What is a closing?
Updated March 4, 2022
As in other deals and business transactions, in real estate, the closing process is when a sale becomes final and legally binding, and a property transfers from the previous owner to the new one.
Closings are well-known as sometimes hours-long affairs filled with endless signatures and paperwork, and indeed they can be. Many important legal and financial details are finalized during a closing, and a great deal can take place in between the time when a buyer’s offer is accepted and the sale is actually closed.
(In the period after the seller has accepted an offer and before the sale has closed, a property may be referred to as “in contract,” and the deal can still potentially fall apart if, for example, something unexpected comes up during the home inspection or the title search. During this time, funds from the buyer are often put in escrow to be held by a third party until the closing.)
Closings are well-known as sometimes hours-long affairs filled with endless signatures and paperwork. Photo: Pixabay
Below, the basics of what to expect from a standard closing:
What happens during a closing?
Rather than a handshake deal and a handoff of keys between a buyer and seller, closings are generally attended by the real estate agents on the deal, as well as attorneys for both the buyer and seller, a title company representative, the managing agent (if the deal is taking place in a co-op building), and a representative from the buyer’s mortgage lender, if applicable. Sellers don’t necessarily need to be in attendance at the closing, and more broadly, the exact details vary depending on regulations from state to state.
During the Covid-19 pandemic, closings were pared down, with some buyers giving their lawyers power-of-attorney to sign final documents in person, or conducting entirely virtual closings using tools like DocuSign.
At a standard closing, you can generally expect some combination of the following to take place:
- The deed is signed and the property’s title is transferred to the buyer.
- The bill of sale is signed.
- Insurance documents are signed (this can include extras like flood insurance or fire insurance, depending on location).
- The buyer signs their loan documents and mortgage note, if they’re using financing.
- The buyer delivers a cashier’s check for the total amount due, including both the down payment and other assorted closing costs (more on that below).
- The buyer receives keys to the home.
How much are closing costs?
A variety of expenses come up in a closing, and can catch buyers off guard. On average, closing costs end up amounting to between 2% and 7% of a home’s total value (so approximately $20,000 to $70,000 for a $1 million property).
These costs can include:
- Bank fees from the buyer’s mortgage lender and appraiser.

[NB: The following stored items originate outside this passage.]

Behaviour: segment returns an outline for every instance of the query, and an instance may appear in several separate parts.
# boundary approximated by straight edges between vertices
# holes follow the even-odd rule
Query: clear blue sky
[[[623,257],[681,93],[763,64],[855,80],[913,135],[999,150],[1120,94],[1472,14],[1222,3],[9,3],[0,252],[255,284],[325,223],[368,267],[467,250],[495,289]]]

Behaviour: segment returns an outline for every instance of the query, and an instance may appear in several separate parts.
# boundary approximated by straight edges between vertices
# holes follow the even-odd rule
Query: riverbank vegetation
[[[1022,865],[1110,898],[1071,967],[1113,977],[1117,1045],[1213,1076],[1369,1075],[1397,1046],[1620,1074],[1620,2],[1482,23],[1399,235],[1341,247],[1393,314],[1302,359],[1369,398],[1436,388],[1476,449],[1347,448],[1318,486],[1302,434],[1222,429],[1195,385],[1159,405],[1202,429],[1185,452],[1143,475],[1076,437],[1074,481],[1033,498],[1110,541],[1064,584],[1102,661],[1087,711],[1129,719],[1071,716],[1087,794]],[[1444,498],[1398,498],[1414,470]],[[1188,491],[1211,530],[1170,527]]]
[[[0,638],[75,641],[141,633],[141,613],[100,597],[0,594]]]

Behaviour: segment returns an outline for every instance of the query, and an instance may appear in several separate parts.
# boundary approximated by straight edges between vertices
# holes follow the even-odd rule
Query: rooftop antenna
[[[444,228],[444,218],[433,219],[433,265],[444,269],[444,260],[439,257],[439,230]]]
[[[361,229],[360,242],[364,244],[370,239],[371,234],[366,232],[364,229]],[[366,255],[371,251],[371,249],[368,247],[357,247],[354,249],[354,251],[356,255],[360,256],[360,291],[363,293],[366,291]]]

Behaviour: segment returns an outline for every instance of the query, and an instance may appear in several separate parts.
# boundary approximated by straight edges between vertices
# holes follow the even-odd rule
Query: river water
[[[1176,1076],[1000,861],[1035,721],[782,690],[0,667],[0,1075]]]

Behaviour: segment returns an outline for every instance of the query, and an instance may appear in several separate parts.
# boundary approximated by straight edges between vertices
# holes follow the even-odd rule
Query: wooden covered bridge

- Mortgage recording taxes.
- Attorney fees.
- Building fees (for co-ops and condos) covering move-in charges, as well as board application fees, managing agent fees, and attorney fees.
- Transfer taxes.
- “Mansion” taxes (in New York City, buyers in properties over a certain price point pay the so-called mansion tax with rates starting at 1% of the purchase price for properties over $1 million).
- Title insurance costs.
Who covers closing costs can become a part of the negotiation in a real estate deal. For instance, a developer might offer to cover a certain number of years worth of taxes, or other closing costs, in order to strike a deal with a buyer without lowering the publicly recorded sale price of an apartment. Similarly, sellers may offer or agree to cover closing costs in order to close a deal or entice a greater number of prospective buyers.
Buyers and sellers will generally be aware of their respective closing costs well in advance of the actual closing, but in addition to their cashier’s check for the down payment and other costs, buyers often end up needing to write additional personal checks at a closing to cover last minute expenses or transactions that come up over the course of a closing, such as a buyer paying for the gas leftover by the seller in a home’s propane gas tank.